Steve's got his own angle, but for me the most interesting thing about the incident was the reaction of Byron York, who got stung by the colonel's tweet. In his column York describes the evolution of the story at length, and gets very stiff whenever discussing Davis:
On Sunday, I sent a note to Davis asking why, given the credibility that comes with his military career and law school position, he had distributed information he knew to be false. As he had in his earlier tweet, Davis claimed the falsehood was "sarcasm"...
Here's York's closing graf:
There are several lessons to be drawn from the affair. The first, and most important, is to be skeptical about everything one sees on the Internet and make a good-faith effort to ensure that information one passes on is accurate. I will certainly redouble my efforts on that score in the future. The second lesson is that when one makes a mistake, correct it as quickly as possible, more than once if necessary. And the final lesson, narrower but still important, is: Never trust a word Morris Davis says; it might be "sarcasm."
Now, York's one of the more high-class conservatives when it comes to this sort of thing -- that is, rather than just circulating any old bullshit, as so many of the low-rent types do, York prefers to explain why hearsay and innuendo is sort of okay if it's for his side, as in this classic bit:
Rick -- Sure there were lunatic preoccupations in the Clinton years. The boys on the tracks story, for example, was a peculiar fascination at the Wall Street Journal editorial page. Mena was something similar for The American Spectator. There were others, although most conservative publications simply ignored things like the "Clinton Chronicles." Clinton himself found some of that stuff useful, and cited it in his public remarks, because it allowed him to cast his opponents as nuts. Hillary used it too -- in the famous "vast right-wing conspiracy" appearance on the "Today" show in 1998, she world-wearily said that the right was "accusing my husband of committing murder, of drug running."
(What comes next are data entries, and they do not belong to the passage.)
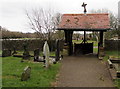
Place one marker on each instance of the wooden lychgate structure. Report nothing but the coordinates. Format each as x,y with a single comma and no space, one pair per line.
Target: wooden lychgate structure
83,22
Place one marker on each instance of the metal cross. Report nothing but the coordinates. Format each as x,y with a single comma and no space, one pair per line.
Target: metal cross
84,5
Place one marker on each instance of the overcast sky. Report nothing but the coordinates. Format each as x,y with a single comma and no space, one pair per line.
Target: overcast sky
12,12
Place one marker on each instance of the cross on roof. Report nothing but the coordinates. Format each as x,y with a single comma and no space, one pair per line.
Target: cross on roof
84,5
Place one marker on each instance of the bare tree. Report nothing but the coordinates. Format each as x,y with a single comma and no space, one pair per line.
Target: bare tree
113,20
43,22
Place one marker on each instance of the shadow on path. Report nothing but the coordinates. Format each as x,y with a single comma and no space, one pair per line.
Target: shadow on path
84,71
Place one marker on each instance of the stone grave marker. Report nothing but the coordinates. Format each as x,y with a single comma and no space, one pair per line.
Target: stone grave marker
46,53
26,74
26,54
14,50
6,53
36,54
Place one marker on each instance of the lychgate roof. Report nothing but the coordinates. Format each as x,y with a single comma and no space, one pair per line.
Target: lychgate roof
84,22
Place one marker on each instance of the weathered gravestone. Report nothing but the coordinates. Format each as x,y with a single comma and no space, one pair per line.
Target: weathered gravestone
36,54
46,53
6,53
26,54
57,51
26,73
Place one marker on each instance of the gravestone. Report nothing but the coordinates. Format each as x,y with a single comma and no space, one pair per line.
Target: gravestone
26,73
6,53
14,50
57,51
36,54
46,54
26,54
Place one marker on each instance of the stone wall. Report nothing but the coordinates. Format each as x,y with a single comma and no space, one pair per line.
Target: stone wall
112,45
31,44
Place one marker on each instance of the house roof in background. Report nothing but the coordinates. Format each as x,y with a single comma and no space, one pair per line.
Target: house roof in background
82,22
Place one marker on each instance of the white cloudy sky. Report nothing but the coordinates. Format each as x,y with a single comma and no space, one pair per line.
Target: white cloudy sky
12,12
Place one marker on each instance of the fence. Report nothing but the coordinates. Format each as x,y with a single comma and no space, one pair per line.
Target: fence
112,45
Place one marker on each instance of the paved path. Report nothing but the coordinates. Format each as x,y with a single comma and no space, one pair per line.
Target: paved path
84,71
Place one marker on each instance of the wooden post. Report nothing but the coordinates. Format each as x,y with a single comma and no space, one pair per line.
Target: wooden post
68,40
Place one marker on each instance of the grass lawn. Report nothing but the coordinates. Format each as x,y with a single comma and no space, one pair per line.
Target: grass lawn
12,69
115,54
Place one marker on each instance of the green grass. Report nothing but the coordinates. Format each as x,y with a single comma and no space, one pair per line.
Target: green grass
12,69
0,52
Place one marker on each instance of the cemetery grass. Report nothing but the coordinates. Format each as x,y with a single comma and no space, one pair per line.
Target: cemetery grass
89,41
12,68
115,54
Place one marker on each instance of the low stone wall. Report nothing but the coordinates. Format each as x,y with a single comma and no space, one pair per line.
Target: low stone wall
31,44
112,45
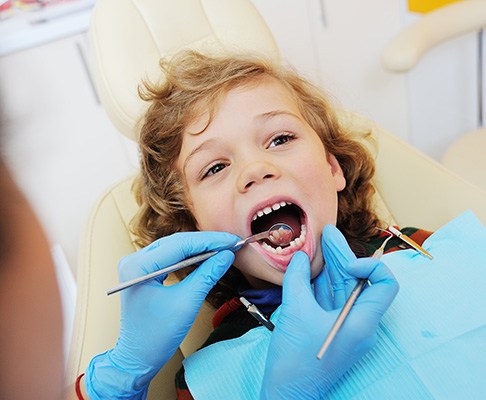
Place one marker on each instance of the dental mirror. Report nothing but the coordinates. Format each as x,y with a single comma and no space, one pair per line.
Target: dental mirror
279,234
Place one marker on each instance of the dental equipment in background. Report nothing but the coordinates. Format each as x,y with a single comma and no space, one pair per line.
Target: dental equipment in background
257,314
279,234
349,303
362,282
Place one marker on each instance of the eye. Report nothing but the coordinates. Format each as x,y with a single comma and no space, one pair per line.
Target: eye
281,139
214,169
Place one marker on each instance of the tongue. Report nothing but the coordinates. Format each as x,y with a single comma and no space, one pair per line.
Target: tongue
288,215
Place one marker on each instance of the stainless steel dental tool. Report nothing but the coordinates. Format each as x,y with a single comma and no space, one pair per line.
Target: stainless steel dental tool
257,314
279,234
349,303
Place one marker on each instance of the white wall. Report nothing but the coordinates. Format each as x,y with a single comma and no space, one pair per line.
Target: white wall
338,44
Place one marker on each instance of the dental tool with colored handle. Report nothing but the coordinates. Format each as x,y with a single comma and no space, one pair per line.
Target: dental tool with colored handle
349,304
410,242
279,234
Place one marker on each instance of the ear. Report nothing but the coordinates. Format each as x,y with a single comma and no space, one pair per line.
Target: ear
337,172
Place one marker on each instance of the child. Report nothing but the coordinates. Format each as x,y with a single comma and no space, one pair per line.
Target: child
236,144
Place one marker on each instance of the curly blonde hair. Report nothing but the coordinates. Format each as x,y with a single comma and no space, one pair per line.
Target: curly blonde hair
193,83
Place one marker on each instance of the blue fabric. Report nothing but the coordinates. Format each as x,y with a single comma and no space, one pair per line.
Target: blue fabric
432,341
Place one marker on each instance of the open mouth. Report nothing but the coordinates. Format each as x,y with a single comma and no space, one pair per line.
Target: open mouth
280,212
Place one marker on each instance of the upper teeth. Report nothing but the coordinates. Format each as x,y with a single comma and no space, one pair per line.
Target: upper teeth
269,209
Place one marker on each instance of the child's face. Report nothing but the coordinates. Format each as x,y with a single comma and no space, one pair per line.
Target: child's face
257,154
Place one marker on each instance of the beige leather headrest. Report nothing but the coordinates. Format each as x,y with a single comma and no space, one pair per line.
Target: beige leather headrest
128,38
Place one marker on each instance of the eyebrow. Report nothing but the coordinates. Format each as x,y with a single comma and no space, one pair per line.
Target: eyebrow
196,150
277,113
264,116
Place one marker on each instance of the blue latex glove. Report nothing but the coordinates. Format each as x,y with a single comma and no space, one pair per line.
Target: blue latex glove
292,370
156,318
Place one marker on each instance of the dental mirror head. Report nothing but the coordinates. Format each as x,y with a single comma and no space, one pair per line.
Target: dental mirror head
280,234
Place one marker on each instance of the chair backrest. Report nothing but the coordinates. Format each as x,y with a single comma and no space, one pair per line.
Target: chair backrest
128,37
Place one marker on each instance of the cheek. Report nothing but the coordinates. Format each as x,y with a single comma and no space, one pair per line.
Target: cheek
211,211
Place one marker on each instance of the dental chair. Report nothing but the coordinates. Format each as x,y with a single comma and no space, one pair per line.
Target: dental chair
466,155
128,37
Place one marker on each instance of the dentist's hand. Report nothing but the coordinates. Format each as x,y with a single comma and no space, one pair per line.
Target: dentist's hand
156,318
307,314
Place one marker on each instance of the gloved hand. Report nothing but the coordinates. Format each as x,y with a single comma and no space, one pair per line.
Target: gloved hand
292,370
156,318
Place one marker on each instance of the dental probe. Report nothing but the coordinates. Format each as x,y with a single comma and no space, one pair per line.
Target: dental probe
274,234
257,314
349,303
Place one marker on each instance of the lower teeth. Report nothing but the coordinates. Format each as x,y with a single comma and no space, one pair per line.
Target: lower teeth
294,243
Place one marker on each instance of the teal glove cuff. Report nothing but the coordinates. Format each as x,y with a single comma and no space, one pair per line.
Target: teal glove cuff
105,380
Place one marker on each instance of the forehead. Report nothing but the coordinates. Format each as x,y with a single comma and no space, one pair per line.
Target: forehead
264,95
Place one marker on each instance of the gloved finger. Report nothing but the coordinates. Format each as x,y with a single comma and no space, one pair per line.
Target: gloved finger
323,291
296,283
172,249
204,277
337,256
384,287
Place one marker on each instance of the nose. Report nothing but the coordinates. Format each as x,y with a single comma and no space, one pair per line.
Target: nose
256,173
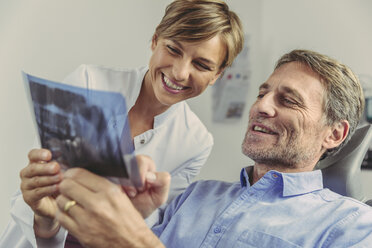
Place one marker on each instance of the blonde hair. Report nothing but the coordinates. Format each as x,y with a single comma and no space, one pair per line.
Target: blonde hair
344,98
199,20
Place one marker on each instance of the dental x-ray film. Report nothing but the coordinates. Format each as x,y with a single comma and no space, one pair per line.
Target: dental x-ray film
84,128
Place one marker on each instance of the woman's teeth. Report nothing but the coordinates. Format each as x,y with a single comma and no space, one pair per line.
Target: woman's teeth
172,85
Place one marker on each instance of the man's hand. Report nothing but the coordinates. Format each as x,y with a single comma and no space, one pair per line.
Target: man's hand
104,215
39,186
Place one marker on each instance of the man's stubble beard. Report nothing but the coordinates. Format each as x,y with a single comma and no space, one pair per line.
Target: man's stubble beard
291,155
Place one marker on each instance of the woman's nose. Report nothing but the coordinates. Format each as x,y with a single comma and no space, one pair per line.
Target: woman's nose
181,70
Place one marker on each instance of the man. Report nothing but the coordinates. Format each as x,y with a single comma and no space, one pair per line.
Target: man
306,110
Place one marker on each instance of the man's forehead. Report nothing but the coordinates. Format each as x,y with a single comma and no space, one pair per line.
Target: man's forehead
293,77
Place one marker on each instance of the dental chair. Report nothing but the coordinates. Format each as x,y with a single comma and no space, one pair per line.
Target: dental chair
342,172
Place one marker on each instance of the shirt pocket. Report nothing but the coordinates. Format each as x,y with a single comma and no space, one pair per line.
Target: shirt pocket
251,238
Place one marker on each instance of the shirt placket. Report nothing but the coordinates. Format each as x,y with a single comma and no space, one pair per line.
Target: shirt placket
222,223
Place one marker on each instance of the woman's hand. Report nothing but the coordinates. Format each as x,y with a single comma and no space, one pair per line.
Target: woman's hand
39,186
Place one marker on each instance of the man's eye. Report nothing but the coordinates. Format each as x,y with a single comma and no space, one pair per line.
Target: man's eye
172,50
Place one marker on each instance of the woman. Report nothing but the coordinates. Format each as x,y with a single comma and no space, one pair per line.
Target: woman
193,44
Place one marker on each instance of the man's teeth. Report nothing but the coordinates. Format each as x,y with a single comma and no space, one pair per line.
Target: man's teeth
172,85
261,129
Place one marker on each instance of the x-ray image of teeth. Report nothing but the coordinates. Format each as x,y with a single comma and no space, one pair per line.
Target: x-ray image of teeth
83,128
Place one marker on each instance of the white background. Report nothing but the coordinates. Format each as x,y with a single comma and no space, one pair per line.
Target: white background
50,38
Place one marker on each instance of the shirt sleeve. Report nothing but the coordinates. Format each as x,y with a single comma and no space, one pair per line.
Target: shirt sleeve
183,177
19,232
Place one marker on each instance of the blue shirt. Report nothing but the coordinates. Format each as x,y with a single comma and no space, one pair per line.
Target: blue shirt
280,210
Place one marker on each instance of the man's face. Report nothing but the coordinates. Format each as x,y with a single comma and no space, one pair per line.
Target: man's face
286,124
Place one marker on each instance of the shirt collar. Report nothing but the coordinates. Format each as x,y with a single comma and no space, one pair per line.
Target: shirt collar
293,183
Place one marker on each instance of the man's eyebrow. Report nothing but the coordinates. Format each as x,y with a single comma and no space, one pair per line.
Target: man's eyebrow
264,86
205,60
293,92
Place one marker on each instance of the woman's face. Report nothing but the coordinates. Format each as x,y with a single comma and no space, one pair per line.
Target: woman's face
182,70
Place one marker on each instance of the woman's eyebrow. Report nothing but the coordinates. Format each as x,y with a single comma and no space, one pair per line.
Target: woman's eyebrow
205,60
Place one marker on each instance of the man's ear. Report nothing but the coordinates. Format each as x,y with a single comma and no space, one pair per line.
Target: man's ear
154,42
338,133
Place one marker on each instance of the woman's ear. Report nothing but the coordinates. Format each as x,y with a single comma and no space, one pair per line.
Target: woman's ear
338,133
219,74
154,42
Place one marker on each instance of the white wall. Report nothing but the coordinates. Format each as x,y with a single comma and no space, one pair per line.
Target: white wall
50,38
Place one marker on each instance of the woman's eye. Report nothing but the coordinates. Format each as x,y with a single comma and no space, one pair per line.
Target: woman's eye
260,95
202,66
288,101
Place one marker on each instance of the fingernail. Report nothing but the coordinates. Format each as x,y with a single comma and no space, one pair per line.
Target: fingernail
131,193
151,177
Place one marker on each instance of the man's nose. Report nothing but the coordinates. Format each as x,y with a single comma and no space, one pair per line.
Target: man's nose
266,105
181,69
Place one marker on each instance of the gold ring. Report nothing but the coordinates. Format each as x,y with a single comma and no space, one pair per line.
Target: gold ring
68,205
On the other hand, what about the stories that were grisly but true? Clinton led a colorful life and hung out with colorful people. Troopergate was probably the most bitterly denounced of all the anti-Clinton stories, and some of Clinton's defenders wrote off anybody who took it seriously as a hater and a kook. But the core allegation of the story -- that Clinton used his Arkansas security team to facilitate his philandering -- was true, and the story was, in retrospect, the most accurate predictor of the kind of behavior that Clinton so disastrously exhibited in the White House in the Lewinsky matter. So the haters and the kooks were right on that one.
This kind of classy mendacity, however, is a world away from circulating Snopes-worthy falsehoods -- especially when you're duped into it and then caught at it.
That would make York mad enough, but I think he was extra pissed off because he had been burned by someone with "the credibility that comes with [a] military career and law school position" -- that is, the kind of brass hat a conservative should be able to count on to provide York and his buddies with solid anti-Obama ordnance. Once a wingnut could just accept on faith that all the uniformed types were on their side, but now each one must be vetted before York can trust him. Think how discouraging a thing like that must be!
UPDATE. Forgot this other York classic: "I didn't intend to rekindle the old [Vince] Foster-suicide questions... But I do agree that the Clintons did everything in their power to make it look suspicious." That's how the pros do it, folks! Original posts here and here.